# Changepoint modeling

This module suggests positions of abrupt change (changepoints) in a time series, with constant values between the changepoints. The input data should be a single column with a series of numbers, or multiple columns with multivariate data collected at the same points in time or stratigraphy. An example application is the detection of breaks in multivariate geochemical data through a sediment core. The module implements the method described by Gallagher et al. (2011).

The algorithm is Bayesian, “transdimensional” Markov chain Monte Carlo (MCMC). It produces not a single set of model parameters, but a large number as samples (“simulations”) from the probability distribution.

For multiple-column data sets, note that each column is weighted equally, as mean and standard deviation are automatically normalized away prior to modeling.

*Max chpoints*: The maximal number of changepoints. This can often be left at the default, 10, unless you want to allow a larger or enforce a smaller number of changepoints. After analysis, the actual average number of changepoints (across simulations) is reported.

*Simulations*: The number of MCMC iterations, default 100 000. This includes the so-called burn-in, which is the initial number of simulations before the algorithm hopefully converges and data start to be collected. The number of burn-in iterations is fixed at 20 000. The “History” curve (see below) should be inspected to see if the number of simulations should be increased. For noisy data, it may be necessary to increase the number of simulations to a million or more, giving long computation times.

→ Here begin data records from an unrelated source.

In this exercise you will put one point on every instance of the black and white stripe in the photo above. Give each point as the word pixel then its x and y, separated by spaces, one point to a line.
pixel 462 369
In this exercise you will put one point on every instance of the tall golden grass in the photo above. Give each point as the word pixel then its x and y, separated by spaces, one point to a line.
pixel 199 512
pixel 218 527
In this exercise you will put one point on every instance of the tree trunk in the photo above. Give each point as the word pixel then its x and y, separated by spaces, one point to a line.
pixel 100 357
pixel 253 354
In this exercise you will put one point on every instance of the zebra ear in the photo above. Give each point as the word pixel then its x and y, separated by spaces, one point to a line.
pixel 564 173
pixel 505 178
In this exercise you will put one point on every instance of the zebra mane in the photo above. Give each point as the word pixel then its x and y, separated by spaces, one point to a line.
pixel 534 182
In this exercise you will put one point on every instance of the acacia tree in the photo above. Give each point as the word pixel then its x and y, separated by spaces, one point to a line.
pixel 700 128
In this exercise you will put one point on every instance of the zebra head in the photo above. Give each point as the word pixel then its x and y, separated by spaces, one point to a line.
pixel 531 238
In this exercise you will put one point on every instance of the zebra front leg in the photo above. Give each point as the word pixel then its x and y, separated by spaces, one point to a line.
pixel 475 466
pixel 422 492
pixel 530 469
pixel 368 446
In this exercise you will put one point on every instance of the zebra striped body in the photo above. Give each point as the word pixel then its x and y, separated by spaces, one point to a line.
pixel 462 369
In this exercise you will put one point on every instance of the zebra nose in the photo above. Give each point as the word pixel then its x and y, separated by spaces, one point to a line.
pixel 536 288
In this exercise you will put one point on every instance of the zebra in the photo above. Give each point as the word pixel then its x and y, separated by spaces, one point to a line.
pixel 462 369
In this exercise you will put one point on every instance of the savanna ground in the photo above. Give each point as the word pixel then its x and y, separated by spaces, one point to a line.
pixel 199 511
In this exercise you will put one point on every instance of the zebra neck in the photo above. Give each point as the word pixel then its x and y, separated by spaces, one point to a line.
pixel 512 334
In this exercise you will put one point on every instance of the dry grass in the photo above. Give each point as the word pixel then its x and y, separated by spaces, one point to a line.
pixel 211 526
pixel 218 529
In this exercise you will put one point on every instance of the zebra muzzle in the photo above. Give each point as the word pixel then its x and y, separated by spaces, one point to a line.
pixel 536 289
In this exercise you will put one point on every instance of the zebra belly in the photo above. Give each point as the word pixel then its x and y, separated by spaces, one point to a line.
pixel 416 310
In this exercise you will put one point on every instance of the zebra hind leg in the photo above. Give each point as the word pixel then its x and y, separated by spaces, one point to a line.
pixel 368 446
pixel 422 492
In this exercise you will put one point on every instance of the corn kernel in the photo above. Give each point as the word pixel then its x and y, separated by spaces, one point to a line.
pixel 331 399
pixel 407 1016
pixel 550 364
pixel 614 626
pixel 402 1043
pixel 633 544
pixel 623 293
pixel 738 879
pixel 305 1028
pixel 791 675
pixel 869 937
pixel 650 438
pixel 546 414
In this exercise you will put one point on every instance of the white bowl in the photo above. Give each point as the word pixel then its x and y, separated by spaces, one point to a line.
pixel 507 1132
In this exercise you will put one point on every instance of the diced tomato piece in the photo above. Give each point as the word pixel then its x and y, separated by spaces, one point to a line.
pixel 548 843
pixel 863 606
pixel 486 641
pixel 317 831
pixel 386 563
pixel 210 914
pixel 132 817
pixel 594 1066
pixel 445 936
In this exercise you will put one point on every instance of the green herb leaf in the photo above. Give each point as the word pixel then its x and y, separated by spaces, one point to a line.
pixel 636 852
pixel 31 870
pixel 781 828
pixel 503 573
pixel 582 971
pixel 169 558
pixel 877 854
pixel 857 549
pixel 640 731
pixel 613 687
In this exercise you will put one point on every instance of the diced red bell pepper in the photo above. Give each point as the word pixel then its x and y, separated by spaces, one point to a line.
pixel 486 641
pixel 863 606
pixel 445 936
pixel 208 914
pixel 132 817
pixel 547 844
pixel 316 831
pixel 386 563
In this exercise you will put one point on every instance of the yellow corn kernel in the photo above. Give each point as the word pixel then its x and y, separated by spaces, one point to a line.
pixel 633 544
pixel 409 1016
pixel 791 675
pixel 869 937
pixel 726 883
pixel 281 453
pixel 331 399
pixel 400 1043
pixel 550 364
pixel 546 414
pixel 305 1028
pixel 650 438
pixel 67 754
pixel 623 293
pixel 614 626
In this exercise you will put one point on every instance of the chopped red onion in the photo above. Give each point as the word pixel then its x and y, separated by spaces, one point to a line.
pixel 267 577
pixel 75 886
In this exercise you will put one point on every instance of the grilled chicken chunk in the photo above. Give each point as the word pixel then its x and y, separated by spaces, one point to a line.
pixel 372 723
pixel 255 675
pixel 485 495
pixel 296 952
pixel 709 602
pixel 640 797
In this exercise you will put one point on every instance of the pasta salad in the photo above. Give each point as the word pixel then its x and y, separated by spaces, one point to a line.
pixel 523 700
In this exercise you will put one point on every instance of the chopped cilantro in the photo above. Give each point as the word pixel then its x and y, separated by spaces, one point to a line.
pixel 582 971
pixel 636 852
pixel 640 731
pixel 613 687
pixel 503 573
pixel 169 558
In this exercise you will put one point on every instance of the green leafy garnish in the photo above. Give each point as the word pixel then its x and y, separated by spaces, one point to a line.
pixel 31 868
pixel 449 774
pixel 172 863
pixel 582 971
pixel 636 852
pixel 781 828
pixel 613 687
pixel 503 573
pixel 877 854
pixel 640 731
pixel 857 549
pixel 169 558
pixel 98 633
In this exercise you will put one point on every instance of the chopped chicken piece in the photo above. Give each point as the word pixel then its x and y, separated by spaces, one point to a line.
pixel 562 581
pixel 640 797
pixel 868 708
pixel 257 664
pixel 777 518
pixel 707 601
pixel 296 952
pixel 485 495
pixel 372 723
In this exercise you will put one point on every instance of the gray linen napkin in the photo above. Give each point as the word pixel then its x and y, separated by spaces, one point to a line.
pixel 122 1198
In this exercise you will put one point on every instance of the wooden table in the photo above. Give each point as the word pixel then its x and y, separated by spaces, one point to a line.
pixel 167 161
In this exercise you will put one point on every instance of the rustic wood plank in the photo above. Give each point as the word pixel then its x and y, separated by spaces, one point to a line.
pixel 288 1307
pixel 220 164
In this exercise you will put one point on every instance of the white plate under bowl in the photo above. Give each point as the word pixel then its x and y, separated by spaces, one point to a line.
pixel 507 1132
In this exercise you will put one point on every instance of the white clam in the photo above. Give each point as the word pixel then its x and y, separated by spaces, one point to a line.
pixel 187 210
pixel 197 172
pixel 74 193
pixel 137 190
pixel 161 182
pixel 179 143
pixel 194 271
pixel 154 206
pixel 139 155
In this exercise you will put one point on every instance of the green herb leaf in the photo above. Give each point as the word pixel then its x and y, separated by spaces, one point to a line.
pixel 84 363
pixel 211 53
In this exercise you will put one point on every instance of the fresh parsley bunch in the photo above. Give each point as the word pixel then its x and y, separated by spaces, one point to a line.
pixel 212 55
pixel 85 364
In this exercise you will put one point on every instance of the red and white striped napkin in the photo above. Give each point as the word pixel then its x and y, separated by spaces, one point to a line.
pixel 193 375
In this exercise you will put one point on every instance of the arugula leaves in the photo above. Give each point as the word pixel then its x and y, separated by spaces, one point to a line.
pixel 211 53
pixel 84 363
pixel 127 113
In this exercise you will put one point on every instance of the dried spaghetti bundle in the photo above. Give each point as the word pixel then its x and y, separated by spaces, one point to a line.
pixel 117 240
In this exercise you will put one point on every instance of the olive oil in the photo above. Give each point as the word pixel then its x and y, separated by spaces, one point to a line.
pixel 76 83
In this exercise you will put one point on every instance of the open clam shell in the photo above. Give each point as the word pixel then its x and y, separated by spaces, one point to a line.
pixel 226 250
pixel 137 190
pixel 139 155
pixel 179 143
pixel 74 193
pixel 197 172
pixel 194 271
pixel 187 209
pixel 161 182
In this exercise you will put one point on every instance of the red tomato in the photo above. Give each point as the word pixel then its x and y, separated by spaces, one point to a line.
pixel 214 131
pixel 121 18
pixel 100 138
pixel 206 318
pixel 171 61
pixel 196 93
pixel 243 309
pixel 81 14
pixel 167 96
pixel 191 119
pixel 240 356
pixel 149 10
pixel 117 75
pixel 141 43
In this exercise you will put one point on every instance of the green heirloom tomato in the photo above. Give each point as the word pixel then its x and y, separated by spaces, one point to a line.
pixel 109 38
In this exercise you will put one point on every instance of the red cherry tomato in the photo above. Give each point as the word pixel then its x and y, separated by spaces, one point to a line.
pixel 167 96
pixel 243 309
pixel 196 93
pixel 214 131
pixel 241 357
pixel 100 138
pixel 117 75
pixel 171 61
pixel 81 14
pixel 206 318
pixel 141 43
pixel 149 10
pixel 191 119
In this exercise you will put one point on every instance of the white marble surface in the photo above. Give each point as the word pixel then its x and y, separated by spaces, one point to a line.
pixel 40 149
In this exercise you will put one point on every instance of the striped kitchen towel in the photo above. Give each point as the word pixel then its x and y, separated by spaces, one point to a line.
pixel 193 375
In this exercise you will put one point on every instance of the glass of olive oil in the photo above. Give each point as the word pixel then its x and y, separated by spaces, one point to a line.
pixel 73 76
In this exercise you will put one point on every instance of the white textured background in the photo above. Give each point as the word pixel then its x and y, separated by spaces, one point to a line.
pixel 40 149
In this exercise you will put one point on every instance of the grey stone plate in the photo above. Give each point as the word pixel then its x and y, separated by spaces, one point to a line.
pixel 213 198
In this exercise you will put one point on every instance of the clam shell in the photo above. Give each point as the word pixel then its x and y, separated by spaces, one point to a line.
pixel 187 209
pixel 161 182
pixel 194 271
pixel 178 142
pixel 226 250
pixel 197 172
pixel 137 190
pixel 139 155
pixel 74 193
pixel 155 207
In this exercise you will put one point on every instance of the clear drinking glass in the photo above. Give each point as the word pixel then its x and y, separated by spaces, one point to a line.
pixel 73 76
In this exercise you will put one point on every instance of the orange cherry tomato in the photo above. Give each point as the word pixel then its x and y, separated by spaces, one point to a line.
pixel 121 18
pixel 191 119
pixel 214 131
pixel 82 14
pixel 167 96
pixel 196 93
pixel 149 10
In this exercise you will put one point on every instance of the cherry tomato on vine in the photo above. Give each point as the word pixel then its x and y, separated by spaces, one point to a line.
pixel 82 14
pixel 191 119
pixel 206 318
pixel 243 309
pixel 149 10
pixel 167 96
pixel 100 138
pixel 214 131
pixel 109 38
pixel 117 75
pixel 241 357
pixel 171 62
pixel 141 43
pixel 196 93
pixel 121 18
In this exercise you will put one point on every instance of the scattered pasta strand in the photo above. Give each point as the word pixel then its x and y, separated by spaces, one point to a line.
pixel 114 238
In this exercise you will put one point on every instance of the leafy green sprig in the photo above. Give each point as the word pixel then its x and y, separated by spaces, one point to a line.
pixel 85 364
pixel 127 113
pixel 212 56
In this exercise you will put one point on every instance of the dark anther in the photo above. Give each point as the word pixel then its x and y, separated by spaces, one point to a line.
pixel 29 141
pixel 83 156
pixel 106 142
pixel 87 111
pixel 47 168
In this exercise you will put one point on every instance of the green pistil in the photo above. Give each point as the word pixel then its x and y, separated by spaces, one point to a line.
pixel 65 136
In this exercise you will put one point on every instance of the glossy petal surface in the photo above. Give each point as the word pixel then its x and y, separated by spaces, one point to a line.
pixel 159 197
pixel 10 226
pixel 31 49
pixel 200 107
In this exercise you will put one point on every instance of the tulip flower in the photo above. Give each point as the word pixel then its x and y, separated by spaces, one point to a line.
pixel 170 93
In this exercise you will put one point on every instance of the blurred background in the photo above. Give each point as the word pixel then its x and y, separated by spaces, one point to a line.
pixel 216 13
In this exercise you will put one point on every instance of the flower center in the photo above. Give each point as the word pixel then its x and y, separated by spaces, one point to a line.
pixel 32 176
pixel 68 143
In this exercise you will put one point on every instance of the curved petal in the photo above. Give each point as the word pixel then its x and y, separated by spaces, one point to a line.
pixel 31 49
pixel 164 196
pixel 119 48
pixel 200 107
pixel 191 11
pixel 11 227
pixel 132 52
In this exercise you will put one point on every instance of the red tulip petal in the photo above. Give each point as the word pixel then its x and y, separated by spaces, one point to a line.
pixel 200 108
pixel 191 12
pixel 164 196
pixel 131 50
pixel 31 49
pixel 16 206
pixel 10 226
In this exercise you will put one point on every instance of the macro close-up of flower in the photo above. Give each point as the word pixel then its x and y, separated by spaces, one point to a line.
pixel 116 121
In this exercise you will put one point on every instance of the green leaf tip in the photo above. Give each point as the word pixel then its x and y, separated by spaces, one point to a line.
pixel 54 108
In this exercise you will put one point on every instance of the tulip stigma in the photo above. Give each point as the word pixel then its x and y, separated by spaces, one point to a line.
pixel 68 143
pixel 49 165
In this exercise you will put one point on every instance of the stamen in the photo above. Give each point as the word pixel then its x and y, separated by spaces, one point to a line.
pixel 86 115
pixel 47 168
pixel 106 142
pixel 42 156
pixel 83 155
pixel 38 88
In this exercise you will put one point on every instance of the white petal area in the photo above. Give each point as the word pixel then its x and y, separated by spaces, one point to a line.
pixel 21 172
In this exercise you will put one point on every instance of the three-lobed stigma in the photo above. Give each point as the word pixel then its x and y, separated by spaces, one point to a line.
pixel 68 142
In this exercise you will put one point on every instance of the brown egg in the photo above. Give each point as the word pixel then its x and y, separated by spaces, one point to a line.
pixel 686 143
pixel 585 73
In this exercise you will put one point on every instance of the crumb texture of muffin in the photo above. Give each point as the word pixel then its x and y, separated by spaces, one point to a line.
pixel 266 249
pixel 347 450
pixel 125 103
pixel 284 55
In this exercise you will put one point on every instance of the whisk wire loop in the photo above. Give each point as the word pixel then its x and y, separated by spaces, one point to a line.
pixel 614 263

*Changepoints plot*: Shows a histogram of the positions of changepoints across all simulations.

*Model plot*: Shows the average changepoint model as a red curve superimposed on the given data points. If most simulations agree on the changepoint positions, this will be a step-like curve (i.e. constant between changepoints). Variance (i.e. uncertainty) in changepoint positions will give a more rounded appearance. For multivariate data, you can select the plotted variable in the drop-down menu.

*History*: Shows the model log likelihood as a function of iteration number. Ideally, this curve should start at some large negative value, and quickly increase to a relatively stable value, varying as unstructured noise around a mean. The end of the burn-in is shown as a vertical line. If the log likelihood does not seem to stabilize, the number of simulations may have to be increased.

*Missing values* are treated by linear interpolation before the analysis.

#### Reference

Gallagher, K., Bodin, T., Sambridge, M., Weiss, D., Kylander, M., Large, D. 2011. Inference of abrupt changes in noisy geochemical records using transdimensional changepoint models. *Earth and Planetary Science Letters* 311:182-194.